Is there any codebase in huggingface that could be used to pretrain T5 model? Looking into the examples dir in the repo there is nothing mentioned about T5. Thanks!
Still need help on this…
Hi @mralexis, there’s a GitHub issue that might help you: How do I pre-train the T5 model in HuggingFace library using my own text corpus? · Issue #5079 · huggingface/transformers · GitHub
T5ForConditionalGeneration is probably what you are looking for doing pretraining: T5 — transformers 4.3.0 documentation
@lewtun Thanks for the quick reply! I did check it out but there is only a code block on how to calculate the loss for pretraining but no other implementation details which are also critical. Do you know whether there is code on that?
Unfortunately I do not know where one can find a detailed example of T5 pretraining, so pinging @valhalla in case he does
Hey guys, sorry about the super late response.
T5 pre-training is not implemented with
Transformers, AFAIK it’s only available in the original T5 repo.
What we need to implement this with
Transformers is the T5 style denoising dataset. It’s in my todo-list to implement this hopefully early next month.
Hey! just checking in on that to see if anyone has any updates.

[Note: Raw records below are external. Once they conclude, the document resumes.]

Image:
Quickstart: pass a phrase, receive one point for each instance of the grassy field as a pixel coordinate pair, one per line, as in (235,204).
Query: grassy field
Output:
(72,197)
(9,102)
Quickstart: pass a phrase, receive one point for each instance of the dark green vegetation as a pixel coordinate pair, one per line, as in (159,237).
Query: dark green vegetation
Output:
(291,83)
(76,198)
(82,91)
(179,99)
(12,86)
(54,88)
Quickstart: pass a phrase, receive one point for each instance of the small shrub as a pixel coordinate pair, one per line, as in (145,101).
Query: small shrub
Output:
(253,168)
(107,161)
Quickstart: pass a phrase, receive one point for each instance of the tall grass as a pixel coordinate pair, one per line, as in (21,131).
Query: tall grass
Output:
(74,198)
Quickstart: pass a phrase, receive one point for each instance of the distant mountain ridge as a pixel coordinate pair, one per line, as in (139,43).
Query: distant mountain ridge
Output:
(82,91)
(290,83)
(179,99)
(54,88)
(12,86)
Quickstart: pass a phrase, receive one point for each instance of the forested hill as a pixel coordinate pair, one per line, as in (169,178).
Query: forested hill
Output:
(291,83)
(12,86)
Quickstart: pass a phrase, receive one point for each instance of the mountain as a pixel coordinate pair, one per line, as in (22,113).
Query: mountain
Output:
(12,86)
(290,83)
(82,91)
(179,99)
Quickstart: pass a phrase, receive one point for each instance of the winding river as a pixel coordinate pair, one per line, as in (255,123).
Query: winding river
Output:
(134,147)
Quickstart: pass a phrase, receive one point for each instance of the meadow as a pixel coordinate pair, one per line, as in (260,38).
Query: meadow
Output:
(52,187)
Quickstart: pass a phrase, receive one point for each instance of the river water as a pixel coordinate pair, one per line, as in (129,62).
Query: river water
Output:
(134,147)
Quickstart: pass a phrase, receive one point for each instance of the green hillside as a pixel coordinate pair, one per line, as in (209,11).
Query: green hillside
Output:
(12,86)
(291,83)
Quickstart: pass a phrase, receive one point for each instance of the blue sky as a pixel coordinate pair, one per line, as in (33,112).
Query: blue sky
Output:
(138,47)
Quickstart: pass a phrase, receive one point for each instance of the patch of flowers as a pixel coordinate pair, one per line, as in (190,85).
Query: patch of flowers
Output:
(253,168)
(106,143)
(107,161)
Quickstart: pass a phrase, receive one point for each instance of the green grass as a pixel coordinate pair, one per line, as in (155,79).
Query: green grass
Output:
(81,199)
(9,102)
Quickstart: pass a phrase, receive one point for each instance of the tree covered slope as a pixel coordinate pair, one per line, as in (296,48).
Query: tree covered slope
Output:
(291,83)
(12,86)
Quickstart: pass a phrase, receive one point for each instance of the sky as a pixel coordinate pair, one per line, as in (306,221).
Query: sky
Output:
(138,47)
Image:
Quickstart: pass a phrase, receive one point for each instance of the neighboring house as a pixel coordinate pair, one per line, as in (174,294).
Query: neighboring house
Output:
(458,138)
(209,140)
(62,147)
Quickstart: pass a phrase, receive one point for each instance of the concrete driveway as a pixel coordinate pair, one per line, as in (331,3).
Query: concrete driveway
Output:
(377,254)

I am also interested in this and actually have a semi working version (needs more testing) based on the original T5 repo. I’d be happy to work together on this to bring to the transformers library if it is still on the roadmap. Here is the colab with the current implementation: Google Colaboratory (scroll down/CTRL-F for DataCollatorForSeq2SeqMaskLanguageModeling
I can also open a PR to start this process if interested.
Any more developments here? My understanding is that we’d have to pre-train using the standard
Trainer class with a custom Data Collator as described by @ncoop57. @valhalla would you be able to help/comment?
Hi @valhalla , any update on this ?
T5 pre-training is now supported in JAX/FLAX. You can check out the example script here: transformers/examples/flax/language-modeling at master · huggingface/transformers · GitHub. It actually includes 2 scripts:
- t5_tokenizer_model.py, to train a T5 tokenizer (i.e. SentencePiece) from scratch.
- run_t5_mlm_flax.py, to pre-train T5. It’s suited to run on TPUs (for which you can obtain access for free by applying to Google’s TFRC program).
This script was developed for the JAX/FLAX community event. It would be really cool if someone contributes the PyTorch version of it. It would mean translating the script from FLAX to PyTorch, which is probably straightforward.